There has been a journey, a long, long journey, in which, largely thanks to the work of civil society, in large part supported by the Jewish people and Jewish philanthropy around the world and the generosity of world jury before Israelis had wealth and started their own philanthropy, which is now flourishing, a journey of advancing towards the vision of the founders. I, on the ground, work with citizens of Israel of all backgrounds, and I can assure you that women are not wanting to go back before the 6th of October. Arab citizens of Israel. An Arab citizen of Israel has already been the chairman of Banklumi, Israel's largest bank. My own eyesight was repaired by an Arab surgeon. Thousands of Arab citizens of Israel are now teaching in. Jewish Israeli schools across the school system. So there is progress. The LGBTQ community is freer than certainly anywhere else in the Middle East by a mile. So we are making progress. The occupation, as Mick has said, is a millstone, a tribal millstone, a millstone that is threatening this entire journey. And it has to be addressed. But I am extremely optimistic. The struggle has been incredible. The strength of civil society is inspiring. The courage of our young people, and I think the growing understanding among world jury that you have skin in the game. Because, like it or not, as a liberal Zionist, I absolutely like it.
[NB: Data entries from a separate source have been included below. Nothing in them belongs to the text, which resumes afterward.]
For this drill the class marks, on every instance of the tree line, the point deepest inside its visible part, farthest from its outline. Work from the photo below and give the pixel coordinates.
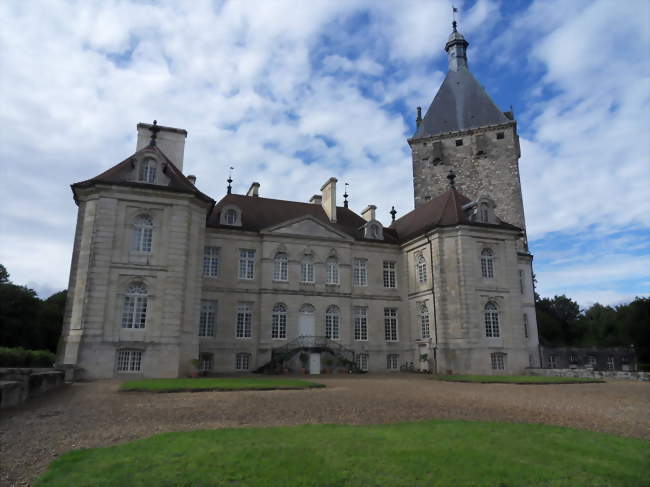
(32, 323)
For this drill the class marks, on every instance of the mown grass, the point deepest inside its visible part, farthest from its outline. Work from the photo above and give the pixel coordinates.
(218, 384)
(516, 379)
(431, 453)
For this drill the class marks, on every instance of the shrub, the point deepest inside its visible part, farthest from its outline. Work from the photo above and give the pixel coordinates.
(19, 357)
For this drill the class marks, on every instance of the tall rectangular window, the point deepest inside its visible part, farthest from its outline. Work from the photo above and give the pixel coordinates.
(211, 262)
(360, 314)
(247, 264)
(389, 274)
(207, 318)
(360, 272)
(390, 325)
(244, 318)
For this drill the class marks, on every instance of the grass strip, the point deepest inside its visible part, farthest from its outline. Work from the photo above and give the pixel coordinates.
(517, 379)
(215, 384)
(430, 453)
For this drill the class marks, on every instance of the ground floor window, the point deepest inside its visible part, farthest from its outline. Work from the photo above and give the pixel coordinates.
(206, 362)
(129, 360)
(362, 361)
(243, 361)
(498, 361)
(392, 361)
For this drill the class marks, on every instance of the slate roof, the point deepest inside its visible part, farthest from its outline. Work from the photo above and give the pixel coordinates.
(460, 104)
(119, 174)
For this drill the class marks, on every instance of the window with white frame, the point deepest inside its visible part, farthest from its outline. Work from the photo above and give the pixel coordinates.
(242, 361)
(247, 264)
(206, 362)
(281, 267)
(279, 322)
(390, 325)
(332, 271)
(421, 265)
(231, 216)
(498, 360)
(211, 262)
(362, 361)
(307, 269)
(134, 310)
(207, 318)
(142, 233)
(360, 315)
(487, 263)
(389, 274)
(392, 361)
(491, 320)
(333, 323)
(129, 361)
(425, 331)
(147, 172)
(525, 325)
(244, 318)
(360, 272)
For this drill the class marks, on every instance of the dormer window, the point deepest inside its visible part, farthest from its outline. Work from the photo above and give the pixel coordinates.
(147, 172)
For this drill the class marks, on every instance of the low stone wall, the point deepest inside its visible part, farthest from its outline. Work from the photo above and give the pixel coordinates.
(591, 374)
(19, 384)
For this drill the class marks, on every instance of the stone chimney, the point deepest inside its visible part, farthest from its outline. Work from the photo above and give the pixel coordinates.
(369, 213)
(328, 190)
(254, 190)
(170, 141)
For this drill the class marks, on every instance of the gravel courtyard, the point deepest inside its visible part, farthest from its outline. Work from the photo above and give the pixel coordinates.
(94, 414)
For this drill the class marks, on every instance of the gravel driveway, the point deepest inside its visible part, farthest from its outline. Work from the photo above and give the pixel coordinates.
(94, 414)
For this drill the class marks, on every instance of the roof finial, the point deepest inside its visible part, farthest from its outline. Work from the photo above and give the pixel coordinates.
(451, 176)
(154, 132)
(229, 189)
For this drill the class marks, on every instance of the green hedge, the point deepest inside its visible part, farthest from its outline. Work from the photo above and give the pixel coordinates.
(19, 357)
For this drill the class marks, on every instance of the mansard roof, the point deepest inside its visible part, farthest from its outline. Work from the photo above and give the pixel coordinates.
(119, 174)
(260, 213)
(448, 209)
(460, 104)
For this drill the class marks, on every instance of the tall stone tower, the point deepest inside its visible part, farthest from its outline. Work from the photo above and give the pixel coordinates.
(464, 131)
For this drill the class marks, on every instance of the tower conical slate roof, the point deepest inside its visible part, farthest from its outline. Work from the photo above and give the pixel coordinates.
(461, 102)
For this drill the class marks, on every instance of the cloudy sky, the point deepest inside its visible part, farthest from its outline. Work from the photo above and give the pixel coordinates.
(293, 92)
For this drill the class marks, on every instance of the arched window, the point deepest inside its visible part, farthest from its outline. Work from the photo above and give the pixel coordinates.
(487, 263)
(491, 320)
(231, 216)
(142, 233)
(147, 172)
(279, 322)
(421, 265)
(134, 312)
(424, 322)
(307, 269)
(281, 267)
(332, 271)
(333, 323)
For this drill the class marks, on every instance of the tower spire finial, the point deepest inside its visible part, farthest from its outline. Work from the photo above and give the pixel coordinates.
(229, 188)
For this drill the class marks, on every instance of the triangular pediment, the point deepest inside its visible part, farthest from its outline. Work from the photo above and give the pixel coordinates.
(308, 227)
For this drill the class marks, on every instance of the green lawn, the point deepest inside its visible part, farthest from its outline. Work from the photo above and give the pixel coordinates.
(221, 384)
(431, 453)
(516, 379)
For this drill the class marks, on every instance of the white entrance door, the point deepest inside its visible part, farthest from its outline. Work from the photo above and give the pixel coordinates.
(306, 324)
(314, 363)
But after the 7th of October, whatever happens in Israel is going to impact world jury. And therefore, if we partner and work together, we will, as the endangered majority, which we are, we will continue Israel's journey and that of Israel's national homeland of the Jewish people and of stronger partnership between Israel and World Jury.

SPEAKER_01:

Thank you for your inspiration and your vision and your work. You've been listening to Sir Mick Davis and Mike Preshka, founders of the London Initiative. We at the Jewish Independent will continue to cover these issues closely, particularly as Israel moves into an election year. Thank you both for speaking up and out and for reminding us of the importance of using our voices to build liberal democracy, fairness, and peace in Israel.